To simulate this activity, Freeman and colleagues used a mathematical modelling concept known as a Petri net, a formalised method of representing systems as varied as business processes and software design. The researchers have employed a stochastic algorithm that allowed them to simulate flow through a system, and then modified that algorithm to run in their software.
“The actual way of combining that graphical representation with a computational modelling system that allows you to not only just draw what it is that you know but to run simulations through them allows a different level of complexity to be understood,” says Freeman.
“So if you start with, let’s say, a hormone, and it binds to its receptor, you can then follow the flow of that information through the receptor, down through the signalling pathway, maybe leading on to transcription,” says Freeman. The simulation capability also allows users to create virtual knock-outs and to adjust starting conditions to determine the impact of a particular entity.
Freeman hopes that making mEPN available will encourage more biologists to adopt pathway modelling. He offers that for him it has been very useful for formalising information and unearthing inconsistencies. “You can read as many reviews as you want, but your understanding of how the system works is in your head,” he says. Drawing a diagram using a set of rules allows biologists to explore the limits of their knowledge.
Upon diagramming, he says, researchers will often find that a vital piece of information is missing, or see that a system can’t work the way they thought it did. “Part of the advantage of doing this is the modelling process itself - the whole process of formally describing how a system works is incredibly informative,” he says. “In so doing, you realise not only what you do know, but what you don’t know.”
The researchers wanted the system to be approachable to junior biologists, since in many cases they would be the ones responsible for making up the diagrams. In addition to involving his undergraduate students in the development, he also finds it an effective teaching tool: “It’s a nice way in which to get any student to sit down and mine the literature, and to formalise what they understand from the literature as a diagram.”

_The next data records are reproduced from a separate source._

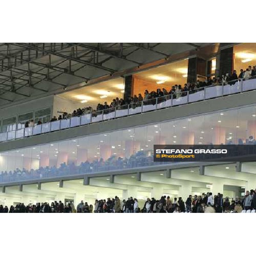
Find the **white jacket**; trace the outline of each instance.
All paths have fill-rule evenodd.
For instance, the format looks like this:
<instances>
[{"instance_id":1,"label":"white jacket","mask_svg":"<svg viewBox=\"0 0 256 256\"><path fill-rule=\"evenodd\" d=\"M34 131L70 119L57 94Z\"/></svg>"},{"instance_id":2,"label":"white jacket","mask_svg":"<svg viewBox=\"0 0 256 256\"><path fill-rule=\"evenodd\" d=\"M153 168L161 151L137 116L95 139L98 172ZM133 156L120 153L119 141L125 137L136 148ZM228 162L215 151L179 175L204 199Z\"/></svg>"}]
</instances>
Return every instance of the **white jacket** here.
<instances>
[{"instance_id":1,"label":"white jacket","mask_svg":"<svg viewBox=\"0 0 256 256\"><path fill-rule=\"evenodd\" d=\"M138 208L139 204L138 204L138 202L137 202L137 201L135 201L134 204L134 209L135 210L135 209L138 209Z\"/></svg>"}]
</instances>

Freeman says that although drawing diagrams is not intuitive for most people and initially can be a challenge - many biologists aren’t accustomed to making diagrams using a particular set of rules, and there is a certain artistry involved - he believes it can be learned by most within a matter of weeks.
“I wouldn’t suggest that what we have proposed is particularly easy to adopt,” he says. “It’s not something that people have been trained to do, and therefore it’s a challenge.” Converting a system as it’s described in the literature to a graphical model can be tricky conceptually, and key bits of information will often be missing. It can also be tempting to start wandering off into different systems.
But Freeman maintains that the benefits of diagramming for formalisation and collaboration far outweigh the effort required to adopt the system. “If it wasn’t challenging, this would have been done years ago,” says Freeman. “But I think it’s vital that we do this, because actually the rewards for doing it are quite high.”